When brainstorming a topic for the week, I asked The Ubiquity’s editor-in-chief, Diego Caceres, what I should write about. He kindly allowed me to steal an idea that he’d been thinking about for a while, and that is, learning to be alone. He said, “Being alone is okay. You’re not lonely, just alone.” Immediately, I was drawn to this idea and decided I would push myself to be alone more often to describe the benefits properly. 

Now, I’m sitting in a Starbucks, completely alone, writing this paper. I feel fantastic! The past two weeks, I made it a goal to go somewhere after school, alone, and do some work. I know that I will implement this same idea into my everyday routine because I have never been so productive. Diego was right in the fact that I do not feel lonely. Loneliness can be startling, but being content with being alone can be empowering. 

I often see my family, friends, and peers turn down opportunities simply due to the fear of being alone. It’s understandable, as touched on before, being alone can be scary. The best advice I can give is to jump into it. Don’t wade in; you’ll never experience the rush of throwing yourself entirely in. Once you learn how to be alone, you’ll find yourself appreciating your time much more! Not only that, you will learn how to enjoy yourself and love the person that you are when no one is around. 

My experience with being alone the past two weeks has made me much more comfortable with the future. I no longer fear moving away or going to college as much as I had before. Earlier, the idea of growing up would paralyze me. Now, I know that I can not only survive being independent, but I can also thrive. 

Not only have I been physically alone more often, but I have also set a timer and cut down on my social media usage in order to be mentally alone as well.
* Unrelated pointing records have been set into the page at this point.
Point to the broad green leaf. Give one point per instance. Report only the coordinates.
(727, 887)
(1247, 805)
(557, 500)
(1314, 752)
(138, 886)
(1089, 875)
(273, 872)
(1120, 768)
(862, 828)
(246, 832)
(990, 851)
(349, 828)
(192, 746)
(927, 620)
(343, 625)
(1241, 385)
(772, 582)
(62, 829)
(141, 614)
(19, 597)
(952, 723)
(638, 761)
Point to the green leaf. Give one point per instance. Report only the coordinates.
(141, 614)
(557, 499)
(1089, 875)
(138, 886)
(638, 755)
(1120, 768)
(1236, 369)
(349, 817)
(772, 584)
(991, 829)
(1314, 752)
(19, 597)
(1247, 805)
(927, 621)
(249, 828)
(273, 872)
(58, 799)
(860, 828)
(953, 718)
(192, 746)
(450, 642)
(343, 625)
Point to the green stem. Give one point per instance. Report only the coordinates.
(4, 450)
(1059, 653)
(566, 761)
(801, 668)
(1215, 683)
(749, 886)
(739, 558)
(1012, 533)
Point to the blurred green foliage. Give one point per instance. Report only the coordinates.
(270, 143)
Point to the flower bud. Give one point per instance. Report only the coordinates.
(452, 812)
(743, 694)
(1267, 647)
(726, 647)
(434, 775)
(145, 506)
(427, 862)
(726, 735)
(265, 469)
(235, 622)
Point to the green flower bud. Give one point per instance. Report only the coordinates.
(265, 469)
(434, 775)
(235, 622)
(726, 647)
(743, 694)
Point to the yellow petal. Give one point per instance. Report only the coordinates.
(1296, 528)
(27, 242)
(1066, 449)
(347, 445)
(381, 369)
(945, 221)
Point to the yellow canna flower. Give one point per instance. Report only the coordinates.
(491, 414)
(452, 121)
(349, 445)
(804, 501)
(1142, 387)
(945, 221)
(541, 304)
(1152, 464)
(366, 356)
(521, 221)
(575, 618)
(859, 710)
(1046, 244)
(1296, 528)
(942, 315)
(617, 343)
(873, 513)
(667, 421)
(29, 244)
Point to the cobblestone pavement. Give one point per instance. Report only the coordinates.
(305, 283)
As you’ve probably heard a million times before, social media can have hazardous effects on your mental health. What is less talked about, however, is your overall productivity. Not only is social media a quick and accessible distraction from work, but the harmful effects it can have on your mental state can also allow for more procrastination. When you aren’t feeling happy, it is common to lose motivation to do things that are important to you, such as school or sports. By slowly limiting your media consumption, you can improve your productivity and lessen procrastination issues, which I would say the majority of students deal with. 

Post-distance learning life can be very difficult to jump back into. After spending an entire school year at home on devices, I can say that spending as much time as possible with nothing to distract me but my own thoughts has been beneficial. During the height of the pandemic, I found myself doing anything to distract from the hysteria around me. Now that the world is slowly moving on again, it is important to spend time with yourself and understand more of who you truly are, without outside influences. 

Being alone is certainly not the worst thing a person can experience. It’s the fear that comes with being alone that you must address. Why are we so afraid of ourselves? Why do we feel the need to fill in every gap in socialization with media consumption? Why is comfortable silence so rare? In order to appreciate being alone, you must learn how to appreciate yourself. Loneliness should not be anyone’s greatest fear.